Personal information
- Full name: George Godfrey Walkden
- Born: 10 March 1883 Derby, England
- Died: 16 May 1923 (aged 40) Risley, Derbyshire, England

Domestic team information
- 1905–1906: Derbyshire
- First-class debut: 6 July 1905 Derbyshire v Nottinghamshire
- Last First-class: 11 June 1906 Derbyshire v Leicestershire

Career statistics
| Competition | First-class |
| Matches | 7 |
| Runs scored | 114 |
| Batting average | 8.76 |
| 100s/50s | / |
| Top score | 33 |
| Balls bowled |  |
| Wickets |  |
| Bowling average |  |
| 5 wickets in innings |  |
| 10 wickets in match |  |
| Best bowling |  |
| Catches/stumpings | 2/- |
- Source: , July 2012

= George Walkden =

English cricketer

George Godfrey Walkden (10 March 1883 – 16 May 1923) was an English cricketer who played first-class cricket for Derbyshire in 1905 and 1906.

Walkden was born at Derby. He made his debut for Derbyshire in the 1905 season in July against Nottinghamshire, when he made 27 runs in his first innings. He played five more matches for Derbyshire during the 1905 season making his top score of 33 against Marylebone Cricket Club (MCC). His regular double figure run totals tailed off after his first three matches and he played just one match for the county in the 1906 season.

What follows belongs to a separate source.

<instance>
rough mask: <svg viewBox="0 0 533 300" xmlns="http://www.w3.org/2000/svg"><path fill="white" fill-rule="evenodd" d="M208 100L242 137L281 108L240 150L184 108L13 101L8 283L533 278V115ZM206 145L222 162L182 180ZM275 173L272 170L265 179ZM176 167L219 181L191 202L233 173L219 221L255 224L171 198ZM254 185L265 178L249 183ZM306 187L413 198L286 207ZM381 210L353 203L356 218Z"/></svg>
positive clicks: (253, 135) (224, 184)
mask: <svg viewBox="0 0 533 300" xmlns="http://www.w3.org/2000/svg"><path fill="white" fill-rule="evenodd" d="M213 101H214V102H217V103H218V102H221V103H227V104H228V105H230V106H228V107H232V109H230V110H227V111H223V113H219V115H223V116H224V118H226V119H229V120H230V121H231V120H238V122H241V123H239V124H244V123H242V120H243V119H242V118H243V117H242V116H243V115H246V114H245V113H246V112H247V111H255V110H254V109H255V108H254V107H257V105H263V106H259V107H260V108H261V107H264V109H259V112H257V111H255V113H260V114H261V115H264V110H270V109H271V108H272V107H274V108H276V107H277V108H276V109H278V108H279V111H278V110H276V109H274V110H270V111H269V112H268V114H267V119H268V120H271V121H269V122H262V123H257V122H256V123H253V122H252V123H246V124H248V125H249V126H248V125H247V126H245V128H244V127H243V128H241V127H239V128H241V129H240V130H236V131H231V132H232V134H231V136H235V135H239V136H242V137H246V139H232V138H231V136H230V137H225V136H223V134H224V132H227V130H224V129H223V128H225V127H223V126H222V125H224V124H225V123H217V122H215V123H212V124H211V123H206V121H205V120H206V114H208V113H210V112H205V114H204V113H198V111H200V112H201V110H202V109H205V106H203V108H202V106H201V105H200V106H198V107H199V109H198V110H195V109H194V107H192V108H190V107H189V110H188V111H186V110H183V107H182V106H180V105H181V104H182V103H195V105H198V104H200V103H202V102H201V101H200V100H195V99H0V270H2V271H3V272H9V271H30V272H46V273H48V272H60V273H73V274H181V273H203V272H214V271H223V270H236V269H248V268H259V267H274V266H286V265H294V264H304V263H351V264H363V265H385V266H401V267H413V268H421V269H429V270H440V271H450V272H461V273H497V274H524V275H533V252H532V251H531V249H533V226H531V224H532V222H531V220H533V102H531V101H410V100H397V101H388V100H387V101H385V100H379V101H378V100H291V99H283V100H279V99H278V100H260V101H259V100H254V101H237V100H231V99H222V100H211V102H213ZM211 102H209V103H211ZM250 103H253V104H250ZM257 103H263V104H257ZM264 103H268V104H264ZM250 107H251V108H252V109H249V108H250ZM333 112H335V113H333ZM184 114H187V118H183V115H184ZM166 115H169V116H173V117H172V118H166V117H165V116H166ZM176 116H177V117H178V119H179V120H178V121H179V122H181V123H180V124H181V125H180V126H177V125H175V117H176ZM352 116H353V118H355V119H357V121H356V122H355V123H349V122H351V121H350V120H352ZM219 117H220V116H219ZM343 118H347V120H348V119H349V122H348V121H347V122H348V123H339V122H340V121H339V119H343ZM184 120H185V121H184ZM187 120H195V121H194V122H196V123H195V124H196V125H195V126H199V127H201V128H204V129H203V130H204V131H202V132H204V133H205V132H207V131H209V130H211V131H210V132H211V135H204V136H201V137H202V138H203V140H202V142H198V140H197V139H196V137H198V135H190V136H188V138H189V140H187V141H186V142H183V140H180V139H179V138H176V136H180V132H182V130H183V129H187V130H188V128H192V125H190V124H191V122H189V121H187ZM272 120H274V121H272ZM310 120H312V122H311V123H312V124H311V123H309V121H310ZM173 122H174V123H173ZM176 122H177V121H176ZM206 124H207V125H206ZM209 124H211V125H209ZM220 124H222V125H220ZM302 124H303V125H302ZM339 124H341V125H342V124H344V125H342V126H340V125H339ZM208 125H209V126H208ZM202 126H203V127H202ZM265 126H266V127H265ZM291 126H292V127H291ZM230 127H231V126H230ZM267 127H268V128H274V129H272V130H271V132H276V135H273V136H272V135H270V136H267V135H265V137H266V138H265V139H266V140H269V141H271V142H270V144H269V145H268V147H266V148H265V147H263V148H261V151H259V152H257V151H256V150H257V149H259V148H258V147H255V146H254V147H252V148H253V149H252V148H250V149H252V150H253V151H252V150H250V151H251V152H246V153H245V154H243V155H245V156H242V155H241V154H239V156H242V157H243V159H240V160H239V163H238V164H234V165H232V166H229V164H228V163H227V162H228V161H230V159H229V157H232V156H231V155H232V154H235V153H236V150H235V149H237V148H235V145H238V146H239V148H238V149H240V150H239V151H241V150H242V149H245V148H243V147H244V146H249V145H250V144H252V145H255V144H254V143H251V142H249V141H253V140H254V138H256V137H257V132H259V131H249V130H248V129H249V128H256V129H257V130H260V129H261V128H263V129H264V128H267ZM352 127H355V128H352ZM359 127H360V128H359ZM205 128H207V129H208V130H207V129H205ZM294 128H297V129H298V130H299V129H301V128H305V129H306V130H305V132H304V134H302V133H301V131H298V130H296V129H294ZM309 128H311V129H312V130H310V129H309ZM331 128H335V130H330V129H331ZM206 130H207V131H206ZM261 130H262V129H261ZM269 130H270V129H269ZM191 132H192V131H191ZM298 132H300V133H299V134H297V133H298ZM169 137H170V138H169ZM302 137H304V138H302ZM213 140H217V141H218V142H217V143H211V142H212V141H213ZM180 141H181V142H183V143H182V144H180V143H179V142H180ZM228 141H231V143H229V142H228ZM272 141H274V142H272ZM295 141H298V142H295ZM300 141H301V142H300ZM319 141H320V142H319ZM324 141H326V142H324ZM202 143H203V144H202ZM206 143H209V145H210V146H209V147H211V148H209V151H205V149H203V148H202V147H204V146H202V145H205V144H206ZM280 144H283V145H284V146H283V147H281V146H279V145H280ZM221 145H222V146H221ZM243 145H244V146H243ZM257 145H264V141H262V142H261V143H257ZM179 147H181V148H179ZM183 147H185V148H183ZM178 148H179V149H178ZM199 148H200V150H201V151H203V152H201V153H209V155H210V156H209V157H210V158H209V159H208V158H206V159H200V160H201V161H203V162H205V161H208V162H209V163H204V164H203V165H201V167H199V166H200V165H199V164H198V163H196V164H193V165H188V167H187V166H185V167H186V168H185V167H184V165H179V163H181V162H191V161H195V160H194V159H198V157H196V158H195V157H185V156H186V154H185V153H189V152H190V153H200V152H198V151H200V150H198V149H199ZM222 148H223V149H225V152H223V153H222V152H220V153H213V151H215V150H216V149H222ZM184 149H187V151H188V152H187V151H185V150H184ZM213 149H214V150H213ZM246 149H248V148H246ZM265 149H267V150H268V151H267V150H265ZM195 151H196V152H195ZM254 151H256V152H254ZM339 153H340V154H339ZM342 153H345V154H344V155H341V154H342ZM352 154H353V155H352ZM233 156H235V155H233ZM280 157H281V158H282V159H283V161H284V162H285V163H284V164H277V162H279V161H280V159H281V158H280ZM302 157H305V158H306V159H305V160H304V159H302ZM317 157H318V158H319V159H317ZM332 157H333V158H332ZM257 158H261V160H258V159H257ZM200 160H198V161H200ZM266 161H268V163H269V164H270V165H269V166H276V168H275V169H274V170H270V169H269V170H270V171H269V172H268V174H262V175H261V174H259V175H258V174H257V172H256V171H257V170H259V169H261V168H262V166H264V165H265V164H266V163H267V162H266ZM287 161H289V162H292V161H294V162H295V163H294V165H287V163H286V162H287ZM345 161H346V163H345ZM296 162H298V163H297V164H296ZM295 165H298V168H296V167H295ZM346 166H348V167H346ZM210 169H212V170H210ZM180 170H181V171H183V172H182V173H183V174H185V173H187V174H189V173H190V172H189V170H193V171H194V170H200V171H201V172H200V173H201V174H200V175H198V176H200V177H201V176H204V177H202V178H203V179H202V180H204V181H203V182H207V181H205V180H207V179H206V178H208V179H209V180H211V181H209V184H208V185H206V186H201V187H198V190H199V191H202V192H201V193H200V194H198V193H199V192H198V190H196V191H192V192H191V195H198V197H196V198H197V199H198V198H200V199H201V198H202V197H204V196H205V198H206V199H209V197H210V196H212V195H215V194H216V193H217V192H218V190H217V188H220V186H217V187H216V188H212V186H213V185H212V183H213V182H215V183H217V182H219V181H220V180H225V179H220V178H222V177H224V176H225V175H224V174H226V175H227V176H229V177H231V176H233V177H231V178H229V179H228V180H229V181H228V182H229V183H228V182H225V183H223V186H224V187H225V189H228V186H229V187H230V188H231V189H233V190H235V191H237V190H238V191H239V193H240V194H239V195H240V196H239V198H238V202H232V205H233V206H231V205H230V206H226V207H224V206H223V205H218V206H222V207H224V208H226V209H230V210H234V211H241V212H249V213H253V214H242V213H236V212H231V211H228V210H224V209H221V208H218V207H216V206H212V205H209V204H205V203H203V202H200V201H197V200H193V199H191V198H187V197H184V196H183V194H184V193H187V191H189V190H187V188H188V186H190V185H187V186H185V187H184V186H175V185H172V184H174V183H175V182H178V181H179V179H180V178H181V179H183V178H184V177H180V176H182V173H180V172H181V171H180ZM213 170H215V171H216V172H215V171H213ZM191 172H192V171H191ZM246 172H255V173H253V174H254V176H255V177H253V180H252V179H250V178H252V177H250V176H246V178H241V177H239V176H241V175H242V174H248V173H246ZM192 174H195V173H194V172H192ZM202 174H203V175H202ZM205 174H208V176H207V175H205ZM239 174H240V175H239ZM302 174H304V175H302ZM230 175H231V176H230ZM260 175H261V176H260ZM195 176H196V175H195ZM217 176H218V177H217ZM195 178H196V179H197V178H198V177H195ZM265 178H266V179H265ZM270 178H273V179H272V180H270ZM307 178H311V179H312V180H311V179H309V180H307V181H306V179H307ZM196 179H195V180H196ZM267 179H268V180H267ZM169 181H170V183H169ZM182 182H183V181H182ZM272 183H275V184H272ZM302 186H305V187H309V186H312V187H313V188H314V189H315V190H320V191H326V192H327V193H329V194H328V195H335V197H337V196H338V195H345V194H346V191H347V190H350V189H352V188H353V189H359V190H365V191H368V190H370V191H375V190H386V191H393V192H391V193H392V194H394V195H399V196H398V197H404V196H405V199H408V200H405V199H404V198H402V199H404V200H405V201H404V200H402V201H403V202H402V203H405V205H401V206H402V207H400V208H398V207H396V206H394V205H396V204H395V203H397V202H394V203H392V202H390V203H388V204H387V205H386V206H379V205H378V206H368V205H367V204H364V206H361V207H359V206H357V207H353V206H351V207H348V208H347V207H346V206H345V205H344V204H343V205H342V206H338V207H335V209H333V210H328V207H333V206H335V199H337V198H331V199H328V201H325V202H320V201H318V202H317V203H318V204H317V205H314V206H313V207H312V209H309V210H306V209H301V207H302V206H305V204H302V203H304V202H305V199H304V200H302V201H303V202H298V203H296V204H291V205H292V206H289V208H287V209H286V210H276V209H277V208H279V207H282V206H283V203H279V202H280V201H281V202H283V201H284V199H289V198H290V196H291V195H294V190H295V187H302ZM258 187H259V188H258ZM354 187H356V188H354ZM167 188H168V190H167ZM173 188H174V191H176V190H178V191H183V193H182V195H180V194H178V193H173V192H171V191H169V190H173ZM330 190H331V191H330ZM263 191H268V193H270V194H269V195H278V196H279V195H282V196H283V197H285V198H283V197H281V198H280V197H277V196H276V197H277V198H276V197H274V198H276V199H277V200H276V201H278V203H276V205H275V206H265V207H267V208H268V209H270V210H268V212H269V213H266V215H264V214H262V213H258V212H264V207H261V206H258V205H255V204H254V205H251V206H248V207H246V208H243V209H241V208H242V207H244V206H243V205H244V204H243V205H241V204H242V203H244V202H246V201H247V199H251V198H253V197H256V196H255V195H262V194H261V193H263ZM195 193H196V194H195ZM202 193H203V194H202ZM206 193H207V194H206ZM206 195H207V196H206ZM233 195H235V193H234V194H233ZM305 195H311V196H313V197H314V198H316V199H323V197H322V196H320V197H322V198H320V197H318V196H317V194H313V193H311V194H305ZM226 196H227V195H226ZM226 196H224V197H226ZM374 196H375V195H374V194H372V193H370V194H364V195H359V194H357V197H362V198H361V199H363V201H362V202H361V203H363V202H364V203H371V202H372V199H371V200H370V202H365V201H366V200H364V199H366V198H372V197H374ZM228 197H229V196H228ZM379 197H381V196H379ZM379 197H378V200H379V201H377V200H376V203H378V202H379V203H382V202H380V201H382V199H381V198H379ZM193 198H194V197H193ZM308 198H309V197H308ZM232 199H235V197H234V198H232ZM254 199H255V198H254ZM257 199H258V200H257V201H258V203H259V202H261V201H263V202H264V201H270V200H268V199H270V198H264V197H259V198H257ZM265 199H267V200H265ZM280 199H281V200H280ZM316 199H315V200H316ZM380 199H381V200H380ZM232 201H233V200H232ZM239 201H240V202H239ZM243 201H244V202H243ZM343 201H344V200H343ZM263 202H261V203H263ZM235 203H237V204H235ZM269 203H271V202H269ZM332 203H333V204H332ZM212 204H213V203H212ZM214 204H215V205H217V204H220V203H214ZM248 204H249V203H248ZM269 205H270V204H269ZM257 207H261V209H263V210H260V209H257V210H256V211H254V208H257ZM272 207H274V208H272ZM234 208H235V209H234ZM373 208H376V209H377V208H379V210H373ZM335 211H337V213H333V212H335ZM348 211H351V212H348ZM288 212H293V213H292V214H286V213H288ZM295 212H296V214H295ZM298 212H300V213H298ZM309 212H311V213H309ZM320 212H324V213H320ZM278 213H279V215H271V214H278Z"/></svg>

Walkden played 13 innings in seven first-class matches with an average of 8.76 and a top score of 33.

In 1908 Walkden joined the 1st Derbyshire Howitzer Battery of the Territorial Force as a Second lieutenant. In May 1923, Walkden had a motor cycle accident near Risley, Derbyshire and died at Derby Infirmary at the age of 40.